Seems I was right all along to touch my forelock and be subservient to my darling child, and his father for that matter, as it would appear that royal blood runs through their veins.
For the last few years, Dougie's uncle has been looking into the family tree and has uncovered some very interesting ancestors. He has been sending all the information down to my parents-in-law who have kept it all in large brown envelopes in a cupboard.
This weekend we decided to have a proper look through it all. If you're sitting comfortably, I will begin and try not to make your head hurt, like mine has over the past few days.
Dougie's great grandmother was Emma Hawthorne (Edinburgh); Emma's father was William Hawthorne....his mother, Sarah Brooksby...her father, James Brooksby. The parental line then goes up, supposedly, through the Prentice and Latimer families (Suffolk and a short time in Connecticut, USA).
Assuming the research hasn't taken a wrong turning somewhere, it becomes even more interesting when we reach John de Botetourt (born around 1262) who, we are fairly certain, was the illegitimate son of King Edward I. Of course with that royal connection, the tree moves through Henry II, King John, Henry I, Matilda of England, Henry I, William the Conqueror, then a few more generations up to Rollo Ragnvaldsson, a Viking leader expelled from Norway who invaded and settled in what became Normandy.
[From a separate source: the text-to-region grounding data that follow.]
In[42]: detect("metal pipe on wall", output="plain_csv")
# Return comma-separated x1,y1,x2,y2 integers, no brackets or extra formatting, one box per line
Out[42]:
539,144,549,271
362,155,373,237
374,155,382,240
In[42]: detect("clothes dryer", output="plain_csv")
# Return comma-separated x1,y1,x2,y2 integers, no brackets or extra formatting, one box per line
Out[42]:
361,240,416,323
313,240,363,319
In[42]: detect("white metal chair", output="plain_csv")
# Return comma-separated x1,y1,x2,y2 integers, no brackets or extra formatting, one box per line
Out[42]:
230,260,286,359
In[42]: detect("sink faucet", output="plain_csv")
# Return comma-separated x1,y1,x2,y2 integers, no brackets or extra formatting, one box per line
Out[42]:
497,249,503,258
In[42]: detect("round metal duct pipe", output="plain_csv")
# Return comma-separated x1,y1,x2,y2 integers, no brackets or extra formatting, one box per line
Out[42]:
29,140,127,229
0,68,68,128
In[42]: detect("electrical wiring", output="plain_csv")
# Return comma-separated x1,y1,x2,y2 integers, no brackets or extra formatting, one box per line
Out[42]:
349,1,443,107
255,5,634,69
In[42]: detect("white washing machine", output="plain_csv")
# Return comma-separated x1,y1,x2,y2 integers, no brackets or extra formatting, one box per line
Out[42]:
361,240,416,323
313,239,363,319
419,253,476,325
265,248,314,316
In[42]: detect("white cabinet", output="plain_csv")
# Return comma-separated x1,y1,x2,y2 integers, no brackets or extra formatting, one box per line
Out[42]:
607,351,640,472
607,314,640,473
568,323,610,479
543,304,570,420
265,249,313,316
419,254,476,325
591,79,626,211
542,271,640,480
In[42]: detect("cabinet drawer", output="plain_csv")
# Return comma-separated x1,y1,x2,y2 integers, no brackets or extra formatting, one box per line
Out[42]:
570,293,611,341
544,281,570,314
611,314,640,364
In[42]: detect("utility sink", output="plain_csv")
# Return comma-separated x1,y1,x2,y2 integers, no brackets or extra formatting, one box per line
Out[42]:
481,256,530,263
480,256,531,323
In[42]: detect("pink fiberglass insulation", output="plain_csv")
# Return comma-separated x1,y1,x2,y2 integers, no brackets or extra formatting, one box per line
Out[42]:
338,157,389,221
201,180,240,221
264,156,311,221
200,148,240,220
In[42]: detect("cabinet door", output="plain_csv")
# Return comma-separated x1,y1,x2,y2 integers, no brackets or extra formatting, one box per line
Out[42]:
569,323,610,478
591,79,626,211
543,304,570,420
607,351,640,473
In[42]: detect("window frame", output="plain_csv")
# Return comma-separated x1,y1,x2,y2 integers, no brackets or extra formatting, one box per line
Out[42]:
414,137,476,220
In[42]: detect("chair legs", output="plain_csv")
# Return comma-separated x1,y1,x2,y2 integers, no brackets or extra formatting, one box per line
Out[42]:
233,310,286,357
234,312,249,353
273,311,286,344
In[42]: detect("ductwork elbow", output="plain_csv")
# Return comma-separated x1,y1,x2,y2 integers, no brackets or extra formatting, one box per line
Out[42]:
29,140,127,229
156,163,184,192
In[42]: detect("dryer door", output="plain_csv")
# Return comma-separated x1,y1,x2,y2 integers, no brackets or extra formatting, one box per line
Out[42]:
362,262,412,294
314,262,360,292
Rollo's grandfather was Eystein Glumra Ivarsson, a 'Jarl' (Earl) of Norway. And there the line stops in 800 AD.
This is only one line of the tree. There are other branches to take, depending on whether you follow the maternal or paternal branch. For example, if you follow Matilda's mother rather than her father you reach the Scottish kings, Malcolm and Duncan. This little nugget was particularly well-received by Rory as I was able to tell him that when he does his GCSE English paper on the Scottish Play in a few weeks' time, he can say with confidence: 'Macbeth killed my grandad.'
Of course, as Rory pointed out, as we are going back 35 generations, 30 to 50% of the inhabitants of the UK can probably link back to royalty. Trust him to spoil our fun, talking about pyramids, exponential numbers and suchlike. However I still reckon it's fascinating to be able to trace the lineage back. And, of course, the boys are only linked to royalty via a bit of illegitimate rumpy-pumpy.
Dougie, not sure whether to now wave a Scottish or English flag outside the house, has decided to stick with his ancestors north of the border as we have also seen what I think is a more reliable link back, via his grandfather, to David, King of Scotland. I suspect that's why he gets tearful when they play Flower of Scotland at rugby matches.
There is a wealth of detail which I could share with you but I'll leave it for another day. In the meantime, I'd like to introduce you to a relative of my husband from 1043:
Fulk the Rude Count of Anjou
and his son
Fulk the Younger Count of Anjou
Try saying that quickly if you dare.